Russia’s Federal Investigative Committee has formally declined to probe allegations by Alexei Navalny’s Anti-Corruption Foundation that Prime Minister Dmitry Medvedev is the mastermind of a multibillion-dollar real-estate scheme.
Investigators told the news agency Interfax on Friday that they have no reason to open a case against the prime minister.
Last month, Communist State Duma deputy Valery Rashkin appealed to the Investigative Committee, requesting an inquiry into the accusations against Medvedev. The Anti-Corruption Foundation filed a similar request.
Earlier this month, the State Duma voted down a proposal to launch a parliamentary inquiry into the allegations against Dmitry Medvedev, after Duma Speaker Vyacheslav Volodin (Vladimir Putin's former chief of staff) discouraged lawmakers from supporting the measure.

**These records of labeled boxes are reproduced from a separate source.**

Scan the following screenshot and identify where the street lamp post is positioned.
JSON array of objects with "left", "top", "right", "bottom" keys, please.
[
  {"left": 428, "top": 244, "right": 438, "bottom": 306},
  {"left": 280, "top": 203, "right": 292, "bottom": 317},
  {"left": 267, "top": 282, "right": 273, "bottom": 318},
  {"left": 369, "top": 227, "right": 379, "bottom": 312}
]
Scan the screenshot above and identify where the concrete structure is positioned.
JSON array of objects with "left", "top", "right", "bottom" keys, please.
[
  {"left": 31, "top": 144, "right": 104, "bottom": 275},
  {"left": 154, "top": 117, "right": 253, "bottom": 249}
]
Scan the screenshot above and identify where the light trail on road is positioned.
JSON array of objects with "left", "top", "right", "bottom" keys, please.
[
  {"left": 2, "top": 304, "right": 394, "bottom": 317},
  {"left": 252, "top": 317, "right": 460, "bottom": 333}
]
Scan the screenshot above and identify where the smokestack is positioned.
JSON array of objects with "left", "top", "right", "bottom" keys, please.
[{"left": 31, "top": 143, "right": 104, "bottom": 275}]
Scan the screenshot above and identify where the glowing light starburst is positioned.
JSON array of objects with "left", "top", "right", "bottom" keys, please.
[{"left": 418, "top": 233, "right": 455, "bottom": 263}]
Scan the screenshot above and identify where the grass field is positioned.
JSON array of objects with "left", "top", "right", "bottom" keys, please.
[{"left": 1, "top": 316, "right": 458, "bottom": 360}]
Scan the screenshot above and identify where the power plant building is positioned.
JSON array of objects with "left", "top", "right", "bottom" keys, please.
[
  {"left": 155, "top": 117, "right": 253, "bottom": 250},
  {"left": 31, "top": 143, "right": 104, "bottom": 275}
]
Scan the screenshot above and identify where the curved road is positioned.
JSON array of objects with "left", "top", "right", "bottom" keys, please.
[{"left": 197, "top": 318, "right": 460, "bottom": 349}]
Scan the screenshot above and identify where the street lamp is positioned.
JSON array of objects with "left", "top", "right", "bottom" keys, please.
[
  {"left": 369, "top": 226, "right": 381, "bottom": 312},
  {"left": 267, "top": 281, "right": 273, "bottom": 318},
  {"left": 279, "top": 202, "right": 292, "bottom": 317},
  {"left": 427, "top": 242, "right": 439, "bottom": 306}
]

On March 2, Navalny’s investigative team published a report claiming that Prime Minister Medvedev exploits a vast network of mansions and yachts owned by old classmates. The Anti-Corruption Foundation says this property was donated to nonprofit groups owned by Medvedev’s friends as bribes to the prime minister.
The Kremlin has refused to study the allegations against Medvedev, and the prime minister himself has called Navalny’s report “absolute lies produced by a political con man.”